Father Don Rickles began leading Yoramin through a hallway to a room. “I can never understand how anyone can leave places so easily, how people can change from one part of their lives to another and not be saddened over it.”

“Unless there’s a woman who causes it,” Yoramin muttered.

“You mean the leaving?”

“Yes. I left my home because of a woman. Dark hair, dark eyes, a cute little mole on her cheek, a wonderful lisp. Five feet of sweetness, my sweet Katerina. I miss her. And she was going to marry me, but she married another man. A mouse of a man with an annoying mustache that I wanted to pull from both sides with all my might! He had a good job and a lot of money, so she married him. I had nothing, but she loved me! Me! And so I left because I could no longer stand the sight of her, or even of the same trees I saw every day while I foolishly believed she would marry me.”

“I see.”

“I hate her and all women, the liars! I want to catapult them all into the sea. All of them!”

“Sam, no.”

“Katerina first, and may she go the farthest and cause the biggest splash.”

“Not at five feet she won’t.”

“I’ll make her splash the most!”

“You are too controlling, too bitter…”

“Oh, you’re right.” Yoramin patted Father Don Rickles weakly on the shoulder. “You are right, my good Father. I’m really despicable, am I not? I loathe myself for thinking this way. She is the sweetest woman on earth and I love her. I want to bash my own brains out with a club!”

“Oh no, don’t do—”

“But I won’t because I love life too much. I love it so much I am always holding back tears of joy. The simplest things make me go to pieces. A leaf on a tree. Two sweet potatoes. A tic.”

“I don’t underst—”

“Oh, I don’t know how to explain. How can I tell you what’s in my broken heart! It would take ten years not counting meals to explain. I want to just pluck my eyes out!”

“No!”

“I want to smash my head into a wall! I want to pull a dumpster on top of myself! I want to extract… each toenail from my left foot one at a time in slow motion!”

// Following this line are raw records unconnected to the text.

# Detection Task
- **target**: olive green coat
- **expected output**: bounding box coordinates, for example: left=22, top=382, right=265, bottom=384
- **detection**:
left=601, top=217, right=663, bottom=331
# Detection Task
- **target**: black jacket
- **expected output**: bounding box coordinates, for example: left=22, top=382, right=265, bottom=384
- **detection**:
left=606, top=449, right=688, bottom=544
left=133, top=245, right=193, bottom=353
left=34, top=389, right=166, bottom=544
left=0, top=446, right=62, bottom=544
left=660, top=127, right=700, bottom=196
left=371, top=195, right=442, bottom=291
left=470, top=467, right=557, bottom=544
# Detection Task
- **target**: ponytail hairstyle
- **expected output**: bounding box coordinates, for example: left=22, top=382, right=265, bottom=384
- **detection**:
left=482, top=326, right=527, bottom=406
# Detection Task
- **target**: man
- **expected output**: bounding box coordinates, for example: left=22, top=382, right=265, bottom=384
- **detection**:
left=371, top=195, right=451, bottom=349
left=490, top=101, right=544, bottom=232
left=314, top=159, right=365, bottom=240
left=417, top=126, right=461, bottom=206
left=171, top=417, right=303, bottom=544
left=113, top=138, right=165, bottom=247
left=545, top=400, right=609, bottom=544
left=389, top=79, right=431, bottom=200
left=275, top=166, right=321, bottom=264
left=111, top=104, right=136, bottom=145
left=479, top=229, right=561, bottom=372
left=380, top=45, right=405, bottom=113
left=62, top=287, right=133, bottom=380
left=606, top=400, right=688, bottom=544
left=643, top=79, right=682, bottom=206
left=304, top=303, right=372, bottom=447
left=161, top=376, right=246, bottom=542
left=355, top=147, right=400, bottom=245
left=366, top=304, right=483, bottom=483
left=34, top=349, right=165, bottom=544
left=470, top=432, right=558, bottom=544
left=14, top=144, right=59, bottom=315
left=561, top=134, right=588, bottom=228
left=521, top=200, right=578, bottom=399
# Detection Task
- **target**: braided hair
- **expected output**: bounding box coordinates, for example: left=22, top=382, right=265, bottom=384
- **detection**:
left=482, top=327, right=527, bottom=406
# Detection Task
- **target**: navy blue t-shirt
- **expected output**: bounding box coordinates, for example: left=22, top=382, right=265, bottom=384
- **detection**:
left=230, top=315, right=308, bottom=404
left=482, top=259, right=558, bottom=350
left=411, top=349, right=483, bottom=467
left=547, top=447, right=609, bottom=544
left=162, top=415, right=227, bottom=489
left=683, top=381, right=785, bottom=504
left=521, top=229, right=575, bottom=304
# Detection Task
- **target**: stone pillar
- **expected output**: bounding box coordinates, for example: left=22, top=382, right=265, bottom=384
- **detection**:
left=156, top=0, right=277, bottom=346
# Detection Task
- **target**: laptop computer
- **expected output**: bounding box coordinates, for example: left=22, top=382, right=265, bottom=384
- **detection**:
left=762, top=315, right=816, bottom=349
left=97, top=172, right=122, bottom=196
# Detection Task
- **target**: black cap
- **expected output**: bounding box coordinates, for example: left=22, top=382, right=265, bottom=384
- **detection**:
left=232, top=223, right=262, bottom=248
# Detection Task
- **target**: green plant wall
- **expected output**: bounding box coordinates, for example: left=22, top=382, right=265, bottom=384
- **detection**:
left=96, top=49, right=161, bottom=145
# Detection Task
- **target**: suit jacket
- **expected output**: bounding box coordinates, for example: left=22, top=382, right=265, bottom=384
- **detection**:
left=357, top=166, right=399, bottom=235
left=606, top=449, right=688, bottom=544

“Enough,” Father Don Rickles said firmly, switching the lights of the room off and on, off and on.

“But you don’t understand. I just want to die!”

“Die? Don’t say that. That’s all I need. Every day another funeral; each day another old man or woman dies with the histories of their lives still on their failing lips. I am tired of death. If I knew I was going to be around it so much I would have become a doctor, or a cook.”